Jason Sanford. Apex, $16.95 trade paper (308p) ISBN 978-1-937009-94-6

This head-scratchingly loopy novel from Sanford (Heaven’s Touch) begins thousands of years after human civilization collapsed due to contamination with brute animal genes. Now most people are too dangerous to live together and must stay in separate, small settlements protected by AIs. Lawbreakers are punished by roving individuals called plague birds who share their bodies with blood AIs that threaten to erupt into horrendous violence at any moment.
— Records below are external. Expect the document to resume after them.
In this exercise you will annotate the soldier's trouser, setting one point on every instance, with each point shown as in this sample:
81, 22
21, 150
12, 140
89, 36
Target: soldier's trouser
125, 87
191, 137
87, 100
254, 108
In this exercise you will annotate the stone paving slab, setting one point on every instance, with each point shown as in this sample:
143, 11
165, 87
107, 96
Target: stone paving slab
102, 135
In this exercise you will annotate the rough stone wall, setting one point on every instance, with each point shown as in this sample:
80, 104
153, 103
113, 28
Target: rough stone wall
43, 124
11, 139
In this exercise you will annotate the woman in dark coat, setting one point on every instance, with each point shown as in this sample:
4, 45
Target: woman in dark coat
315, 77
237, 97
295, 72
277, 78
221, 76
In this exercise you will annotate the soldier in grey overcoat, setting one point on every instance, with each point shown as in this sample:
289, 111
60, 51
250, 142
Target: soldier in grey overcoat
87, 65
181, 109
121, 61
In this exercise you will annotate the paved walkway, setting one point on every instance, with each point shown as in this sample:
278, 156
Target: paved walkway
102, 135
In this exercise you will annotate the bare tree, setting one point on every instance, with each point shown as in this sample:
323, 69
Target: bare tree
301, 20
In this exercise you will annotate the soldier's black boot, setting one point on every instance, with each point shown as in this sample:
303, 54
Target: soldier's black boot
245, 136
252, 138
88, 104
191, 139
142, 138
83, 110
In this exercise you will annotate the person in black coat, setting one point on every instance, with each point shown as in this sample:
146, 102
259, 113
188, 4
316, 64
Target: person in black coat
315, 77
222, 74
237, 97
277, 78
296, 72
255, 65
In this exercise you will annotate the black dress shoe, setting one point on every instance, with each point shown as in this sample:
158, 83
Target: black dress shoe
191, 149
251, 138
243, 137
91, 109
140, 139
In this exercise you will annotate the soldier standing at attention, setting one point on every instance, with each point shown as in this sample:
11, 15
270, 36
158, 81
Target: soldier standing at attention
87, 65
When one plague bird is fatally wounded in an encounter with a superpowered, dimension-spanning man named Ashdyd, young villager Christina de Ane is forced to take over the role. She and the cranky blood AI Red Day set off in pursuit of Ashdyd and his followers, the Veil, while also seeking Seed, the wonderful living city described by Christina’s mother. Along the way, they pick up some odd companions, among them Diver, an apparently immortal little girl who may have the power to destroy the world. The characters fear—rightly—that they’re constantly being manipulated by competing superhuman forces, and the mass of ingenious complications sometimes squeezes the life out of the story. The resulting tale isn’t for everyone, but those who imagine something like The Wizard of Oz as retold by A.E. van Vogt sounds like a good time should take note. (Sept.)